Just wanted to know if somebody was making that kind of money while living in Singapore, how well off would they be? Just a hair-brained figure to get an idea. Many thanks in advance for the help.


----------



## Singapore Saint

ausimmi said:


> Just wanted to know if somebody was making that kind of money while living in Singapore, how well off would they be? Just a hair-brained figure to get an idea. Many thanks in advance for the help.


Depends.. If you're single, you wouldn't have any issues at all, except for which type of champagne to buy with your meal, where to fly off to at the weekend and whether you really need that extra suit made...

If you have a family, you will still be fine... 

But the google search that you obviously did before posting told you that the average salary in Singapore is around $50k, so you knew that anyway... ;-)


----------



## simonsays

asussimi: 170K S$ ?? that is the kind of salary I am looking for ...

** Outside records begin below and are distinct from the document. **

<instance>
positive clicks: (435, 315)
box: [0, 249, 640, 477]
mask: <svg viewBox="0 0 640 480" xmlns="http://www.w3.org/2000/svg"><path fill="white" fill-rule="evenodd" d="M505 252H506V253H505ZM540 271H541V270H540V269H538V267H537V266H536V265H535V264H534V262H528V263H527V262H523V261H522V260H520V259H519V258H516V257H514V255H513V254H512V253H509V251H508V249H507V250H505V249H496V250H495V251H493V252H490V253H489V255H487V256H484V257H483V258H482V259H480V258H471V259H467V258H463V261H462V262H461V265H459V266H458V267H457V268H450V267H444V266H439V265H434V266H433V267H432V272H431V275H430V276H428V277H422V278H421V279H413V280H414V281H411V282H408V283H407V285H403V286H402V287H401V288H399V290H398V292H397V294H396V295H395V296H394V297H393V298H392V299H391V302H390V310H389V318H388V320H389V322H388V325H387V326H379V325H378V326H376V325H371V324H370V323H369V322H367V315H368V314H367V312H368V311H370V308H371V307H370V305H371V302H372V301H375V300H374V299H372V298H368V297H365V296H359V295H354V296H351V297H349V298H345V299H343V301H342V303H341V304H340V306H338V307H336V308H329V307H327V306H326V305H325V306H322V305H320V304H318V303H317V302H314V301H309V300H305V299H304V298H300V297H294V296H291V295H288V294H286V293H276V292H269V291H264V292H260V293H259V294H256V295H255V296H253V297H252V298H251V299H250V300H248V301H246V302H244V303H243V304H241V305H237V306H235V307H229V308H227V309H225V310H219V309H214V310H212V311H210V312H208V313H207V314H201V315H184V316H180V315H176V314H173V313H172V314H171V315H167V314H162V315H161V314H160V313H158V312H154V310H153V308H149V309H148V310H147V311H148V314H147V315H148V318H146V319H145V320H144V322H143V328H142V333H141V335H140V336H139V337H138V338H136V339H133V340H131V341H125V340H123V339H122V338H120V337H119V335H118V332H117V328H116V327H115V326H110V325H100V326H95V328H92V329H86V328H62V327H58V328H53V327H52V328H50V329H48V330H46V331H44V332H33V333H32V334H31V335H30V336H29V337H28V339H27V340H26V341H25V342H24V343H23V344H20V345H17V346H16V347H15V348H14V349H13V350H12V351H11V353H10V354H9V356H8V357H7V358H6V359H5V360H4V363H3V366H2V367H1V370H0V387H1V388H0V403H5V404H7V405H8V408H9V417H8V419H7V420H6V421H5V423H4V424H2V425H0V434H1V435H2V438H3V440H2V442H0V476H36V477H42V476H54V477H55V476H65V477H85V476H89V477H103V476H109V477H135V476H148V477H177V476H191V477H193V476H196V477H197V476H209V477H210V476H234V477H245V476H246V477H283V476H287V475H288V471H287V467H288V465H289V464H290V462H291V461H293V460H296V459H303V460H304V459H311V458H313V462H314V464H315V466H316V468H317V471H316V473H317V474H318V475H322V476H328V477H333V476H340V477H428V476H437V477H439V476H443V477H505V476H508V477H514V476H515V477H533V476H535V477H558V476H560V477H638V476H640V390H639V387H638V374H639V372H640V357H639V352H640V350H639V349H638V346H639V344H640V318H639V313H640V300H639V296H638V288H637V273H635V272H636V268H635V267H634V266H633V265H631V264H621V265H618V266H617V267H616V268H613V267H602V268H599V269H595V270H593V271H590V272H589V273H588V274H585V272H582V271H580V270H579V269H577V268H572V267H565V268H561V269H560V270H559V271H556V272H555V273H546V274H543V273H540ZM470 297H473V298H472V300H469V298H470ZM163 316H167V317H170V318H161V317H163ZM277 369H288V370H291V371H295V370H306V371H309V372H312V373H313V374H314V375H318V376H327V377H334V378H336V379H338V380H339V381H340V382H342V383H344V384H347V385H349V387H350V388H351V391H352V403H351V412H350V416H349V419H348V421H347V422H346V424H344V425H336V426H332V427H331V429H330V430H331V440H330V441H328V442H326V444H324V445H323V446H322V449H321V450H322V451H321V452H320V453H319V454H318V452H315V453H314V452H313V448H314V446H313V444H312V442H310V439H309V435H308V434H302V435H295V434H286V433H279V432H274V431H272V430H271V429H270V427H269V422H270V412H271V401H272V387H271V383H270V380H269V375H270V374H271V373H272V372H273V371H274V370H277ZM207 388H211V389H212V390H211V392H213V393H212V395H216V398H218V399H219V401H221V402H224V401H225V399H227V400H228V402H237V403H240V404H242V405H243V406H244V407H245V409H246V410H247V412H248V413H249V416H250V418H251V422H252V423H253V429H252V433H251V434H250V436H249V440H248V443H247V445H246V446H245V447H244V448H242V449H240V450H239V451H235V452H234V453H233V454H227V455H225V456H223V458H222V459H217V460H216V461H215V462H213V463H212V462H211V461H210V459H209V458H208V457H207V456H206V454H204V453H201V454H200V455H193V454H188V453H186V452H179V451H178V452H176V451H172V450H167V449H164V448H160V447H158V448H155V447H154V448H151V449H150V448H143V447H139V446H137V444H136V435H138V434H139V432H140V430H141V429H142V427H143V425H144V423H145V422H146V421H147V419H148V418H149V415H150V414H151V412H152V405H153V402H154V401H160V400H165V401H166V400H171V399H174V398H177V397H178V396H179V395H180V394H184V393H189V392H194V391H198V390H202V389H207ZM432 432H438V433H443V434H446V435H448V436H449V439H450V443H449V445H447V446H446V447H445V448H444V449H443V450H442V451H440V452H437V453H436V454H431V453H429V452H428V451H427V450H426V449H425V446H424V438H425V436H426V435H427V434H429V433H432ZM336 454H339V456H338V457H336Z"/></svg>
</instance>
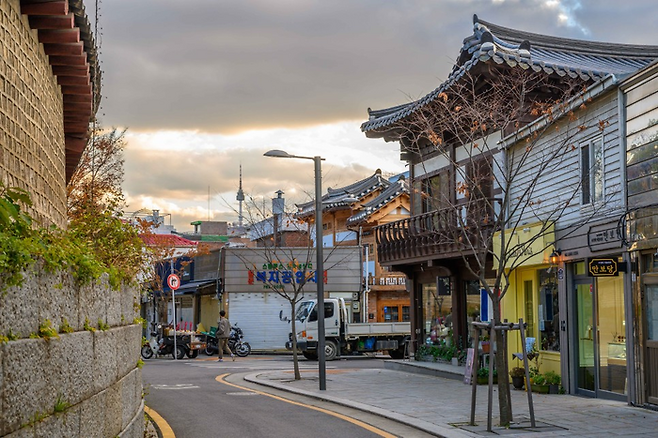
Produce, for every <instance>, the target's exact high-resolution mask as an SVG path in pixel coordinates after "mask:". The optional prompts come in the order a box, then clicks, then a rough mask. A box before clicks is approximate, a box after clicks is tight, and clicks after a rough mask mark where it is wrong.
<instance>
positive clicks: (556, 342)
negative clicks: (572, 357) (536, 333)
mask: <svg viewBox="0 0 658 438" xmlns="http://www.w3.org/2000/svg"><path fill="white" fill-rule="evenodd" d="M559 309H560V307H559V301H558V292H557V274H556V273H551V274H549V273H548V272H546V271H545V270H544V269H540V270H539V330H540V342H541V349H542V350H546V351H560V315H559Z"/></svg>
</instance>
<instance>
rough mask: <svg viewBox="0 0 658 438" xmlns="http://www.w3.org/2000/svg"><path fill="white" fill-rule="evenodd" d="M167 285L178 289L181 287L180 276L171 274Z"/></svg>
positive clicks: (172, 288) (170, 274)
mask: <svg viewBox="0 0 658 438" xmlns="http://www.w3.org/2000/svg"><path fill="white" fill-rule="evenodd" d="M167 285H168V286H169V288H170V289H171V290H176V289H178V288H179V287H180V278H178V275H176V274H169V277H167Z"/></svg>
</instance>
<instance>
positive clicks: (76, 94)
mask: <svg viewBox="0 0 658 438" xmlns="http://www.w3.org/2000/svg"><path fill="white" fill-rule="evenodd" d="M62 97H63V98H64V102H71V103H92V102H93V99H92V97H91V94H90V95H85V94H65V95H63V96H62Z"/></svg>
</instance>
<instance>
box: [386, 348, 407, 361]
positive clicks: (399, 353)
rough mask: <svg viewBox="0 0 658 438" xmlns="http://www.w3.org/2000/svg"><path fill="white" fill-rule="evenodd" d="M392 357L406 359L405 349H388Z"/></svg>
mask: <svg viewBox="0 0 658 438" xmlns="http://www.w3.org/2000/svg"><path fill="white" fill-rule="evenodd" d="M388 354H389V356H391V359H404V350H388Z"/></svg>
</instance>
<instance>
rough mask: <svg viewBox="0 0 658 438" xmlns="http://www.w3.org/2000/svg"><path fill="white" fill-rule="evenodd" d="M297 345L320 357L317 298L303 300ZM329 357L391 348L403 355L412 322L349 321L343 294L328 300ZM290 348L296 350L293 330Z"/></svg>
mask: <svg viewBox="0 0 658 438" xmlns="http://www.w3.org/2000/svg"><path fill="white" fill-rule="evenodd" d="M295 322H296V324H295V325H296V331H297V348H298V349H299V350H300V351H301V352H302V354H303V355H304V357H306V358H307V359H310V360H316V359H317V357H318V355H317V346H318V312H317V300H305V301H302V302H301V303H299V306H298V307H297V312H296V313H295ZM324 328H325V359H326V360H333V359H336V358H337V357H339V356H340V355H341V354H351V353H354V352H361V353H363V352H375V351H382V350H383V351H387V352H388V353H389V354H390V355H391V357H393V358H402V357H403V356H404V352H405V346H406V343H407V342H408V341H409V338H410V330H411V327H410V324H409V323H408V322H396V323H349V322H348V316H347V308H346V306H345V301H344V300H343V299H342V298H326V299H325V300H324ZM286 348H287V349H289V350H292V334H291V339H290V341H289V342H287V343H286Z"/></svg>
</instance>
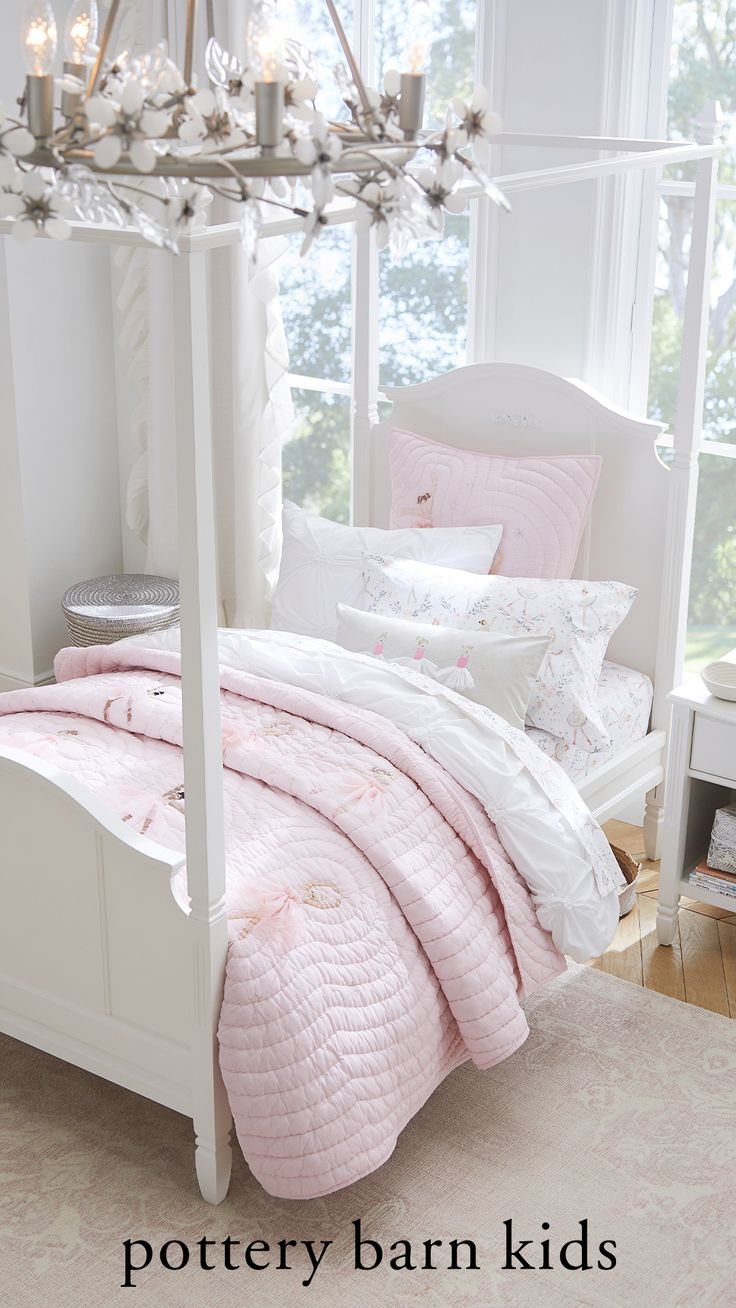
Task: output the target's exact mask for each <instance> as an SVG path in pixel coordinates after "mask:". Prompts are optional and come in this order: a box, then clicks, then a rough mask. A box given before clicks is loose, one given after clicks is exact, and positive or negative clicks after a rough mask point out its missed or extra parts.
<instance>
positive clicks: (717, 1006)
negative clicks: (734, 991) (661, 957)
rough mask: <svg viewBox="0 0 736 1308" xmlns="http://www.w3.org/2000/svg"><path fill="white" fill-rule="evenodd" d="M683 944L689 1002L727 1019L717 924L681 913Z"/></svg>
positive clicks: (718, 935)
mask: <svg viewBox="0 0 736 1308" xmlns="http://www.w3.org/2000/svg"><path fill="white" fill-rule="evenodd" d="M680 942H681V947H682V976H684V980H685V997H686V999H688V1003H694V1005H697V1006H698V1007H699V1008H710V1011H711V1012H722V1014H724V1016H728V1015H729V1007H728V994H727V990H726V976H724V972H723V959H722V954H720V938H719V923H718V921H716V920H715V918H712V917H707V916H706V914H705V913H680Z"/></svg>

While google states that average Salary is about 50K S$, the reality is, most mid class salary is about 70K to 80K S$ PA


----------



## bryann

Not a bad salary. But as has been noted above, it depends on how many you are, where you wish to live and your general lifestyle. Schools and accommodation will take the biggest chunks of your income.

That said, you should be fairly comfy on that amount.

If you have any specific questions, by all means let us know.


----------



## simonsays

fairly comfy ? I would say extremely comfy, unless you budget to save 100K and live on the balance ..


----------